Fra la fine dell’Ottocento e i primi del Novecento, quando la popolazione della capitale è già più che raddoppiata rispetto a quella del 1870 e veleggia oltre il mezzo milione di abitanti, i borghi abusivi degli immigrati (manovali, muratori, scaricatori, popolo minuto) si chiamano “villaggi abissini”. Nei borghetti, ha scritto Mario Sanfilippo nel suo esemplare volume Le tre città di Roma, uscito da Laterza nel 1993, “si rifugiano i nuovi immigrati poveri, attratti dalla ‘febbre edilizia’, ma anche gli espulsi dalla città regolare e coloro che possono costruirsi soltanto un riparo di fortuna”. Sono gli effetti dei grandi sventramenti umbertini che Mussolini riprenderà potenziandoli, fra via dell’Impero, corso Rinascimento, Spina di Borgo, Augusteo e creando le prime borgate del regime, a cominciare da Primavalle. Nel 1911 si contano già almeno una trentina di insediamenti precari. È cominciata a Roma la lunga e dolorosa storia dell’edilizia illegale la quale ha per decenni, fino agli anni Settanta del Novecento, una radice e una ragione sociale profonda. Sulla capitale si rovesciano infatti masse di immigrati – anche centomila all’anno un quarantennio fa – che vengono dal Lazio interno misero e affamato, dal Sud, in particolare da Campania e Sicilia.

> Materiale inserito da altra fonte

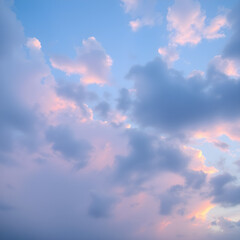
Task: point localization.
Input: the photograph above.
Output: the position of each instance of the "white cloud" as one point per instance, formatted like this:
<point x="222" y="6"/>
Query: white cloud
<point x="92" y="63"/>
<point x="186" y="22"/>
<point x="33" y="43"/>
<point x="169" y="54"/>
<point x="143" y="13"/>
<point x="226" y="66"/>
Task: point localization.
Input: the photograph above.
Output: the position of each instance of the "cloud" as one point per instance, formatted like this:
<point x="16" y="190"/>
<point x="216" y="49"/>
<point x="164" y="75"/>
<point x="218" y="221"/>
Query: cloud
<point x="100" y="206"/>
<point x="11" y="30"/>
<point x="232" y="49"/>
<point x="224" y="191"/>
<point x="226" y="66"/>
<point x="34" y="43"/>
<point x="227" y="224"/>
<point x="124" y="101"/>
<point x="147" y="157"/>
<point x="170" y="199"/>
<point x="186" y="23"/>
<point x="92" y="63"/>
<point x="169" y="54"/>
<point x="143" y="12"/>
<point x="167" y="100"/>
<point x="76" y="93"/>
<point x="102" y="109"/>
<point x="68" y="145"/>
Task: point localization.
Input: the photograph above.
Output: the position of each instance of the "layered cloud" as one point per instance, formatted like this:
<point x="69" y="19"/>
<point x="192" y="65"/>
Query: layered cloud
<point x="186" y="23"/>
<point x="169" y="101"/>
<point x="92" y="63"/>
<point x="143" y="13"/>
<point x="77" y="163"/>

Nel 1938, quando Adolf Hitler viene in visita a Roma, il corteo ufficiale deve sfilare davanti al Verano, e allora le baracche abusive dei diseredati vengono celate da un grande pannello dipinto con pini a ombrello. Neppure il fascismo, la cui attività edilizia risulterà intensissima, riesce ad affrontare, pur coi grandi mezzi che Mussolini mette a disposizione della città-immagine dell’Impero tornato sui colli fatali, il nodo dell’abusivismo edilizio. Del resto proprio il duce ha fatto saltare i conti demografici della metropoli evitandole, caso unico, l’applicazione delle leggi fasciste contro l’immigrazione spontanea. Per emigrare, bisogna avere un lavoro e una casa e nessuno dei poveri che lasciano campagne e paesi ce l’ha. Così, rispetto al 1921, la Roma della Liberazione ha più che raddoppiato gli abitanti giunti al milione e mezzo di persone.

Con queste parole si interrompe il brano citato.